Trucon01 11-15-2012 01:31 PM

You MUST find why it molded in the first place and fix that. What is above that location that could be causing the leak? Roof, windows, etc...

After that, I would cut out the entire area and replace with new drywall, mud, texture. The tough part will be to blend the new texture with the old to make it look like it never happened. More than likely, it will still be noticeable to a degree.

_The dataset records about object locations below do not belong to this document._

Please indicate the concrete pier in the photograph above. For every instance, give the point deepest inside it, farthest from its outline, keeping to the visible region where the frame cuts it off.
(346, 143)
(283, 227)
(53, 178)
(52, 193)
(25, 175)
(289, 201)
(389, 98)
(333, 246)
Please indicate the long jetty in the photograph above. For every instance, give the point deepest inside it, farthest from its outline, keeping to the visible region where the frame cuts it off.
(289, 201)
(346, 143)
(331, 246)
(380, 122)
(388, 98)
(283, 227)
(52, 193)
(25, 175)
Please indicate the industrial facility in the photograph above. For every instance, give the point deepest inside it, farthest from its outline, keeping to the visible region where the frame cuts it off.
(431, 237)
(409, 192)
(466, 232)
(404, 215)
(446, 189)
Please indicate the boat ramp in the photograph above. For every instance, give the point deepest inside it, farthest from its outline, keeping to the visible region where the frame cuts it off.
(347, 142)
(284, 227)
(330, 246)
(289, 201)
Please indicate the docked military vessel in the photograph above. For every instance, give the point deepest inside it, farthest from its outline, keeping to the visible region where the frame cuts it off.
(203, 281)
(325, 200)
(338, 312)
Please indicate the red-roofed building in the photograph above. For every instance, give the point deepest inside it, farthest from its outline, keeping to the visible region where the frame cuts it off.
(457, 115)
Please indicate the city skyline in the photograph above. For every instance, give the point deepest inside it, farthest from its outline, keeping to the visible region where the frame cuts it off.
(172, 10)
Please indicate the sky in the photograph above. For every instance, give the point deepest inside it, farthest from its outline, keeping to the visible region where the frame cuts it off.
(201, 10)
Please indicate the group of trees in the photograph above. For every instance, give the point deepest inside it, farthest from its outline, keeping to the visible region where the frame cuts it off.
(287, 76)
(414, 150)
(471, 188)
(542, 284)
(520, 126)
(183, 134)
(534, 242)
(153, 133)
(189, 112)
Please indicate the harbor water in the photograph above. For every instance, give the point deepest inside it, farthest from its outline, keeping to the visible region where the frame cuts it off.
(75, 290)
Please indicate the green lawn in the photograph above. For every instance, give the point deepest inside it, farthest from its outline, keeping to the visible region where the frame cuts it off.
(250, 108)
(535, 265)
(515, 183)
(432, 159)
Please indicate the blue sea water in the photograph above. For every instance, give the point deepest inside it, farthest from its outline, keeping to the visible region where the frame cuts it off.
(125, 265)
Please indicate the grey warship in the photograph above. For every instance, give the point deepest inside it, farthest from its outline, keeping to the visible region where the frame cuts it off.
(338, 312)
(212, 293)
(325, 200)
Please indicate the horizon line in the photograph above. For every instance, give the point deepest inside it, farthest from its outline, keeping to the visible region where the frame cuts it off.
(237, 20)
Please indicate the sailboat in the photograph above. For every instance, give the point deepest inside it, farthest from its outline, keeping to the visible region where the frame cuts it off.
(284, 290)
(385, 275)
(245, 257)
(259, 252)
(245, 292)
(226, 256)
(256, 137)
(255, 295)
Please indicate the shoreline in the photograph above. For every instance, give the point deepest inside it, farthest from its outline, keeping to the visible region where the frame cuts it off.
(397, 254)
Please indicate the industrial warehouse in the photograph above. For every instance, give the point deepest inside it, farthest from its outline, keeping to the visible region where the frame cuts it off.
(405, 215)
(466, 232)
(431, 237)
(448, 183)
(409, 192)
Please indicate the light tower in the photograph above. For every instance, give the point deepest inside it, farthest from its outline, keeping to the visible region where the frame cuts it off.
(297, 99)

braverichard 11-15-2012 01:39 PM

I know why it happened: leaky roof. As part of my renovations, I tore out all the roofing (down to the sheathing) and replaced with an all new roof. The roof was in pretty bad shape and in that particular area the tar paper had torn for whatever reason and it would get wet when it rains.

Trucon01 11-15-2012 01:50 PM

Sweet. Now that it won't come back, I'd cut out a square portion, making sure to get ALL mold outta there. Throw up a new piece of green board (since its a bathroom) and mud away.

Maintenance 6 11-16-2012 06:33 AM

Mold doesn't die unlless you kill it. If it has dried, it's gone dormant. If the drywall got damp enough to grow mold, it is junk. Cut it out 12" past the last signs of mold and replace it.

braverichard 11-16-2012 08:14 AM

Interesting, mold goes dormant? Never knew that. This statement got me curious so I did several web searches and you are so right! This one paragraph here evaluates on it:


After a single incident of water damage occurs in a building, molds grow inside walls and then become dormant until a subsequent incident of high humidity; this illustrates how mold can appear to be a sudden problem, long after a previous flood or water incident that did not produce such a problem. The right conditions reactivate mold. Studies also show that mycotoxin levels are perceptibly higher in buildings that have once had a water incident.
Thanks for that info, I appreciate it.

Seattle2k 11-16-2012 03:36 PM

And while you have it open, spray everything that was wet, with Concrobium, or another mold killer, then whipe clean with a rag. Bleach will only kill the surface mold.

Maintenance 6 11-19-2012 12:54 PM

Any mold inside the wall cavity should certainly be scrubbed down with a detergent and then treated with a fungicide. Just so ya know.... Concrobium does not penetrate porous surfaces any better than a bleach solution will.